Here’s why Rishi Kapoor and Paresh Rawal’s scenes in Sharmaji Namkeen are randomly structured

Sharmaji Namkeen, Rishi Kapoor’s final film, was released earlier this month to positive reviews. The film, directed by Hitesh Bhatia, was completed after Kapoor died in the middle of production. In a rare instance where two actors are playing the same character without any on-screen acknowledgment, actor Paresh Rawal stepped in to help finish the remaining scenes.

Sharmaji Namkeen tells the story of a recently retired widower who, in order to keep himself occupied, begins moonlighting as a cook at private parties, much to the frustration of his elder son. While Sharmaji goes about his secret life, he realizes that his son is also concealing information from him. The emotional core of the film is formed by their strained relationship and their desire to mend it. Some people were surprised to learn that Kapoor and Rawal appear and disappear at random throughout the film. This can happen in the same scene at times. While more seasoned audiences are aware that films are not shot in chronological order, the unusual situation provided an insight into the logistics of filmmaking for casual viewers. Rishi Kapoor, one of Hindi cinema’s most tenacious stars, died in April 2020 after a two-year battle with cancer. This was during the first lockdown when all filming had been halted indefinitely. Kapoor had already begun work on Sharmaji Namkeen, but his illness had returned after he agreed to work on it.

His son, actor Ranbir Kapoor, revealed that he was considered for the lead role (under prosthetics, of course). But the plan was scrapped for a variety of reasons, one of which, according to Ranbir, was that he isn’t old enough to play a retired person. Farhan Akhtar, the film’s producer, promised audiences they would not leave any stone unturned in completing the film after Kapoor’s death and revealed that they were considering CGI techniques. Paresh Rawal was eventually cast in the role. This was possibly the most cost-effective option available to the filmmakers.

Almost all movies are shot out of order. The simple answer is that shooting in chronological order can significantly increase the budget. This may be due to logistical reasons, such as the availability of actors and specific locations, or it could be due to the fact that indoor and outdoor shooting schedules are typically divided. It should also be noted that not all scenes feature actors; some of these scenes are directed by a second or third unit. Action, for example, usually necessitates a separate shooting schedule. Except in a few cases, these decisions are rarely creatively motivated.

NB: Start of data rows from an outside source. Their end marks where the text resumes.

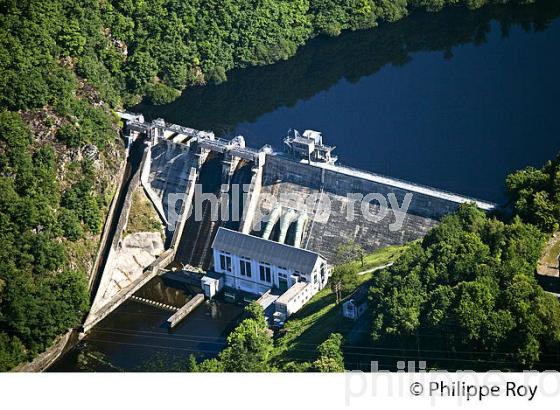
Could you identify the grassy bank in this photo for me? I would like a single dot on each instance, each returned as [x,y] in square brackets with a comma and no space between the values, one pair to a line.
[321,316]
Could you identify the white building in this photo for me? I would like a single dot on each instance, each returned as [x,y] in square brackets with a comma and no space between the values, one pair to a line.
[356,304]
[256,265]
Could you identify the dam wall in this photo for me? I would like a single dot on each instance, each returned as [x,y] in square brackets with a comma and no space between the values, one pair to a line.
[291,183]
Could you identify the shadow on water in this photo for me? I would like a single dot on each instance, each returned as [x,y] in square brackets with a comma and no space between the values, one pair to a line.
[251,92]
[136,337]
[456,100]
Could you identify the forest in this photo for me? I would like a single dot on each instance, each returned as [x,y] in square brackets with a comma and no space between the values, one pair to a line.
[65,65]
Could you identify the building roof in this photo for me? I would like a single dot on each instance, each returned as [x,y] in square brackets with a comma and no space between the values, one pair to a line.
[263,250]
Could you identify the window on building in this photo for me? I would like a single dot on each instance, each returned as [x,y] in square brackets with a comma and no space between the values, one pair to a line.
[245,267]
[225,262]
[264,273]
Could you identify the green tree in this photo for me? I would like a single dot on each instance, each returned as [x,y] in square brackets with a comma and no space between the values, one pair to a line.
[330,355]
[343,280]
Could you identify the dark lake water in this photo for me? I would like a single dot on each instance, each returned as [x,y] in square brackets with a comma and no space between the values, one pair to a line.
[456,99]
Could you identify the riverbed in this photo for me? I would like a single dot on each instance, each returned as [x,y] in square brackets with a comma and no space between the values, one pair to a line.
[456,100]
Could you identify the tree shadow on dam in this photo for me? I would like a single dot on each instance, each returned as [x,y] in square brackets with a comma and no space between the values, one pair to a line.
[323,62]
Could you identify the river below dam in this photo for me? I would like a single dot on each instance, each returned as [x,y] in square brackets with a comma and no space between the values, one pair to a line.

Rishi Kapoor Paresh Rawal Sharmaji Namkeen Rishi Kapoor Paresh Rawal Sharmaji Namkeen Rishi Kapoor Paresh Rawal Sharmaji Namkeen

We must also keep in mind that not all films tell their stories in chronological order. Many, such as Memento and Pulp Fiction, use what is known as a ‘non-linear’ narrative. A filmmaker may choose to shoot their film in chronological order for creative reasons. A Beautiful Mind director Ron Howard wanted Russell Crowe’s character to progress naturally, so he shot 90 percent of the film chronologically. Steven Spielberg took a similar approach with ET the Extra-Terrestrial, primarily to assist his young cast in following the narrative’s thrust. However, these are luxuries that most directors do not have.